Nirvana × 邦楽ロック = The Predators
その後ろ向きに怒れる姿勢や、強烈に歪んだギターから、カート・コバーンの死後23年経った今もカルト染みた人気を誇る伝説のロックバンド、Nirvana
本国アメリカから遠く離れた日本でもその人気は健在で、今の10代20代そこそこのバンドマンならみな必ずと言っていいほどニルヴァーナ禊を済ませている。なんなら一端のギタリストでSmells like teens spiritのリフを弾けない奴なんていないんじゃないだろうか。
プロ・アマ問わず手広くカバーされるNirvanaだが、Nirvanaの魅力はカートが歌ってこそ、という部分が大きい。リフ・メロディを真似るのは容易だが、それだけではその魅力の半分も表現できやしない。
そう、犬ライダーのように。
そんなニルヴァーナを、邦楽ロック界のプリンス・永遠のブレイク寸前ことthe pillowsより、俺たちのアイドル山中さわおが悪ふざけでカバー(?)しているバンドがある。しかもドラムは元Ellegardenの高橋、ベースはGLAYのJIRO、と全く共通項が見当たらないビッグネーム3人での布陣。本業優先!活動不定期!
今回はそんなユルい邦楽Nirvana、The Predatorsの紹介だ。
ちゃんとさわおしてる
一番好きな曲だ。かっこかわいい。ピロウズとニルヴァーナのいいとこどりだ。
おそらく元ネタはSmells like teens spiritとRape meあたりか。

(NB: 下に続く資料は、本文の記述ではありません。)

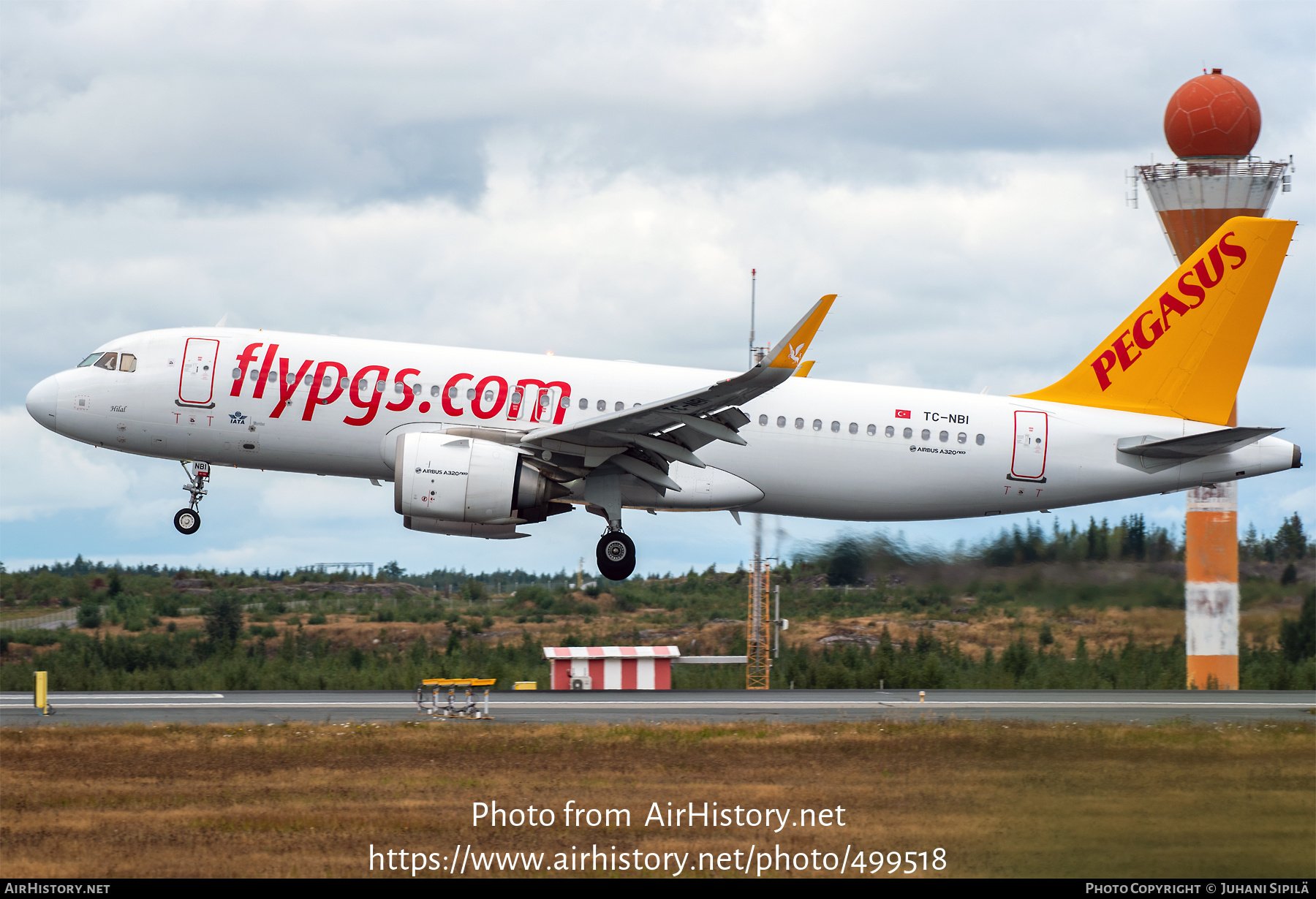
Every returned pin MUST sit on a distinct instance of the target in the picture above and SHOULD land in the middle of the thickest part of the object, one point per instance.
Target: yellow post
(39, 698)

サビのカッティングや、申し訳程度の「ヘーイ」アウトした不思議な単音フレーズなど濃厚なニルヴァーナ臭を感じる。
バンドメンバー募集サイトが「プロ志向・当方ギターボーカル、Nirvanaのようなロックをやりたいです」というような書き込みで溢れていることからわかるように。健康的にネガティブな日本人男子はギターを持つとカートに憧れがち。よってみながこぞってNirvana風の曲を作っては劣化コピーバンドと化すのである。ちなみにNirvanaを踏襲して成功した邦楽ロックバンドはいまだ一つとしてない。
その点このプレデターズは作詞作曲が山中さわおなので、ニルヴァーナに寄せても寄せてもどうしてもピロウズの色が出てしまう。歌詞なんかもう、さわおが一生懸命凶暴な歌詞を書こうとしてかわいくなってる感じが最高。チワワがオオカミのマネして一生懸命吠えているかのようである。
ただのNirvana追っかけバンドでは聴いてる方も退屈なのである。「あ、Nirvana好きなんだな」と思えるような要素と、それを上回る個人の個性が必要なのだ。
でも笑えるほどニルヴァーナ
まんまIn Bloomだ。
THE PREDATORSは、本元の音楽活動の延長線上であるため、メンバーとしては遊び感覚の意識が強い活動であるとされる。
サウンドは、3人が好きなニルヴァーナを意識しており、ライブではカバー曲も演奏している。
この開き直ったカバーっぷり。完全に上記の"遊び"部分だ。サビだけ唐突にさわやかなのが小憎い。
ちなみにカバーはこんな感じ。さわおはBreedがお気に入りらしい。
さわお上手い。むしろラリってない分カートよりさわおの方がしっかり演奏してる。結局丸々コピーでもサワオが歌ってる時点でピロウズ感が抜けない。
逆にニルヴァーナ成分を抜くとリードギターの真鍋を抜いてドラムを重くしたただのピロウズになる。おそるべし。
やはり本業のような気負いなくやれる分二次活動は楽しいのか、ライブ映像やインタビューからは普段よりもっとイキイキした三人が見られる。JIRO良い人っぽいしね。
ピロウズ好きは「ああ、さわお楽しそう…」でハッピーになれるし、ニルヴァーナ好きは「あ、ここニルヴァーナだ!」と細部に溢れた遊び心が嬉しい楽しい。両バンド共に大好きな人にはたまらないバンドだ。
THE PREDATORS、きっと喜ばれるのでニルヴァーナもしくはピロウズ好きの友人に是非教えてあげてくれ。